Research has consistently shown that most fathers want to play a greater role in their family’s life. Almost all fathers rank their children as the top priority in their life, and three out of four want to spend more time with their children. A survey of 3000 working fathers found that almost 90% of them thought it was important for employers to the offer this important time off.

Yet the reality that many fathers face often doesn’t match their desires. The majority of fathers take only one day of leave for the arrival of a new child and only a quarter take more than a week. Lack of paid leave, potential stigma and harm to a father’s career all stand in the way of greater leave opportunities.

Paternity Leave Under the FMLA

The FMLA allows eligible employees to take up to 12 weeks of leave for reasons such as the arrival of a new child or to care for a pregnant spouse or sick child. This leave is unpaid, though employers are required to continue your healthcare coverage during your leave.

To qualify for leave under the FMLA, an employee must have worked for over 12 months for the state or federal government, a public school or private employer with more than 50 employees. In the last year, the employee must have worked 1,250 hours at the job and must work at a location with 50 or more employees within 75 miles.

State Laws Mandating Paternity Leave

Several states mandate paternity leave that is more inclusive than leave under the FMLA, including states with laws providing leave for care of partners and children in domestic partnerships and civil unions.

In 2004, California became the first state to require paid paternity and maternity leave for all employees.
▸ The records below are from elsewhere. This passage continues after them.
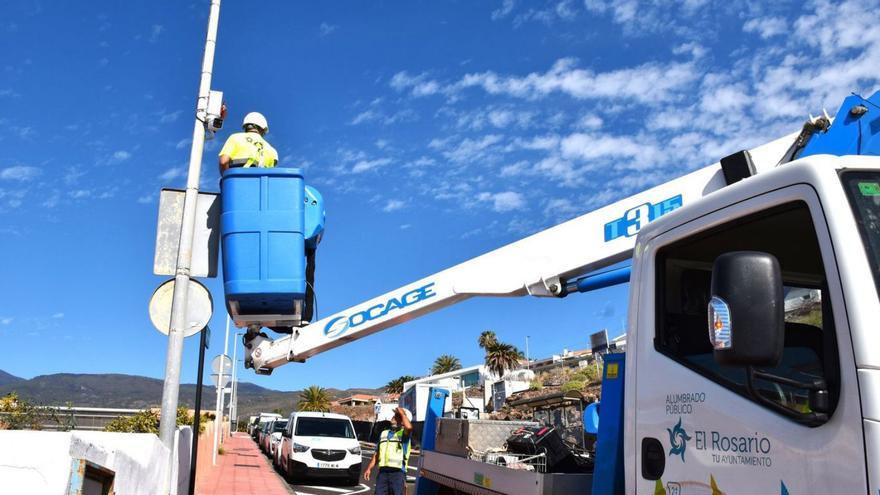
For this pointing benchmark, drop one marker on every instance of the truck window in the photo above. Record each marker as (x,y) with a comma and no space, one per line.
(324,427)
(684,272)
(863,191)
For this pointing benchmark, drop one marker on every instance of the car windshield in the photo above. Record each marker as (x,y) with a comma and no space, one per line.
(863,190)
(324,427)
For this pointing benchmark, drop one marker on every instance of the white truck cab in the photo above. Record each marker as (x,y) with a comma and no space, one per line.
(696,421)
(753,355)
(317,444)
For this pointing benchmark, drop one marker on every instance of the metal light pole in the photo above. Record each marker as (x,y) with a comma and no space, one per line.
(179,325)
(218,403)
(232,398)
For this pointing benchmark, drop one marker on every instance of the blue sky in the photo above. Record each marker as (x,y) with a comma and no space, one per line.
(436,131)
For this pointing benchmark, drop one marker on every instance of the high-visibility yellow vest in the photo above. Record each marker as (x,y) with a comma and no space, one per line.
(393,449)
(249,149)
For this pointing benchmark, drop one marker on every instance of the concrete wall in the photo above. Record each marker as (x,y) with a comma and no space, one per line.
(40,461)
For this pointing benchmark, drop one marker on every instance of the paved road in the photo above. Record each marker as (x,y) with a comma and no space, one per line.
(335,487)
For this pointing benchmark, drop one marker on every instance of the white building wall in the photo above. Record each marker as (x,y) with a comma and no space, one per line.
(40,461)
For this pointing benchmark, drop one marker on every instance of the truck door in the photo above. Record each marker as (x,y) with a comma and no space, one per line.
(697,428)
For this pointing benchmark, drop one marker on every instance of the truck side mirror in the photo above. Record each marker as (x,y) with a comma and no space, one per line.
(746,312)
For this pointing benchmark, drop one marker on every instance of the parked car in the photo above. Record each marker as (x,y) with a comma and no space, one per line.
(263,435)
(262,419)
(319,445)
(274,438)
(252,422)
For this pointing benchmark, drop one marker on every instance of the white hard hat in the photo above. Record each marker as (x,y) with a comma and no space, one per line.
(257,119)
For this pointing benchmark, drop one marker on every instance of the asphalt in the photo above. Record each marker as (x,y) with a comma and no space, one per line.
(335,487)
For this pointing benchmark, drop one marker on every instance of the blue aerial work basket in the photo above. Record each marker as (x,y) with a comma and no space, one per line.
(270,221)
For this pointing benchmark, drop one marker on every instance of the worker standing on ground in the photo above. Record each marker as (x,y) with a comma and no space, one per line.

California’s Paid Family Leave Insurance program covers part-time workers and employees of small businesses and allows workers to collect 55% of their earnings, up to a maximum amount, while on leave. Currently, New Jersey, Rhode Island and the District of Columbia also offer paid leave for fathers.

Proposed Changes to Paternity Leave Laws

Fathers who take leave can offer many benefits for a new family. Research has shown that men who help in caring for children after birth go on to divide family responsibilities more evenly between parents later in life; their children are more likely to have improved health. Mothers whose partners take leave have higher earnings and less depression, while men who take leave benefit from longer life expectancies.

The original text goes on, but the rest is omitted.